ASMP is a lean, agent-native replacement for MCP. While MCP treats agents as "tool-callers" with a static menu of capabilities, ASMP treats them as process executors navigating a Finite State Machine (FSM). The server exposes only the context that matters for the current step—a State Frame—so agents stay token-efficient and deterministic.

flowchart LR
    subgraph MCP["MCP"]
        T[Tool 1]
        U[Tool 2]
        V[Tool N]
    end
    A[Agent] --> T
    A --> U
    A --> V

    subgraph ASMP["ASMP"]
        S[State Frame]
        S --> N[Next States]
    end
    B[Agent] --> S
    S --> B
Loading

Why ASMP?

MCP (legacy) ASMP (agent-native)
Token usage High: loads all tool schemas up front Minimal: only current state + one skill
Control Probabilistic: agent guesses next step Deterministic: server enforces valid paths
Logic Scattered in prompt/client Centralized in FSM + SKILL.md + stage tools/resources
Async Request-response; long tasks time out Async-first: Streamable HTTP / NDJSON
Integration Requires MCP SDKs/servers Zero-package: standard HTTP + JSON

ASMP is the GPS. The server tells the agent: You are here; these are the only valid next actions.

Full documentation — detailed docs for every feature below.

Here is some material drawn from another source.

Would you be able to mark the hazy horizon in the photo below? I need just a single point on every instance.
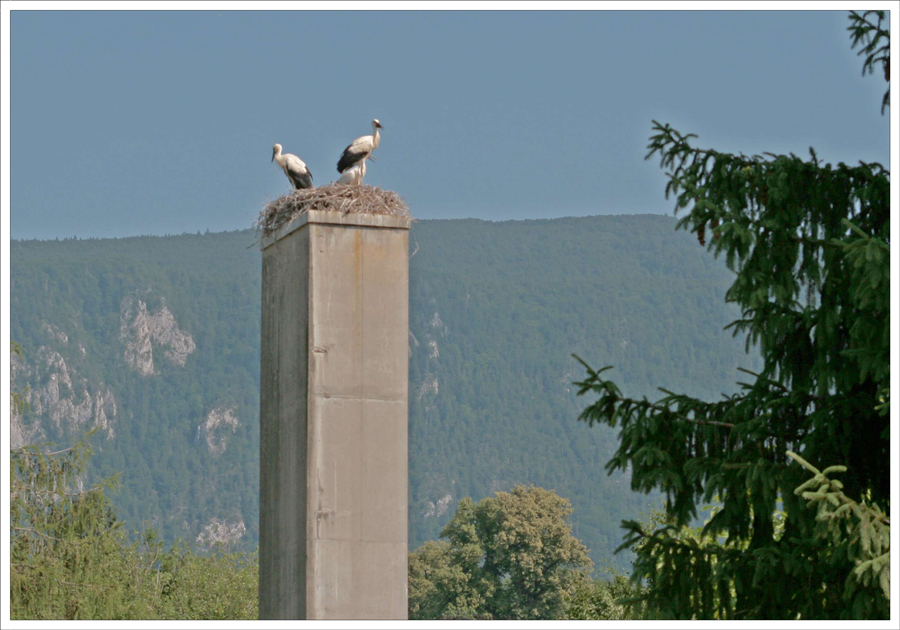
(538, 114)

Contributing — how to run tests and keep the spec in sync.


The State Frame

State Frame (detailed)

Every ASMP response is a State Frame—the single source of truth for the run:

Field Purpose
run_id Unique execution instance; used for resumption and stream
workflow_id Workflow blueprint (e.g. document-approval-v1)
state Current FSM node (e.g. AWAITING_AUDIT)
status active | processing | awaiting_input | completed | failed
hint Natural language guidance for the LLM (system-prompt bridge)
active_skill Optional link to a SKILL.md; load only in this state
next_states Valid transitions: action, method, href, expects
stream_url Where to listen for NDJSON state updates
tools Optional. Stage-bound tools callable in this state (name, href, description, expects).
resources Optional. Stage-bound resources readable in this state (uri, name, mime_type).

Progressive disclosure: Only the current state and its next_states (and that state’s tools / resources) are exposed. No global tool menu.


Dynamic CLIs (remote dynamic CLI feature)

ASMP supports a remote dynamic CLI feature: every server exposes GET /runs/{run_id}/cli, which returns a CLI object (prompt, hint, options) for the current state—either from workflow hooks (.cli(state, ...)) or auto-generated from the frame’s hint and next_states. So any client can use any ASMP server as a CLI tool.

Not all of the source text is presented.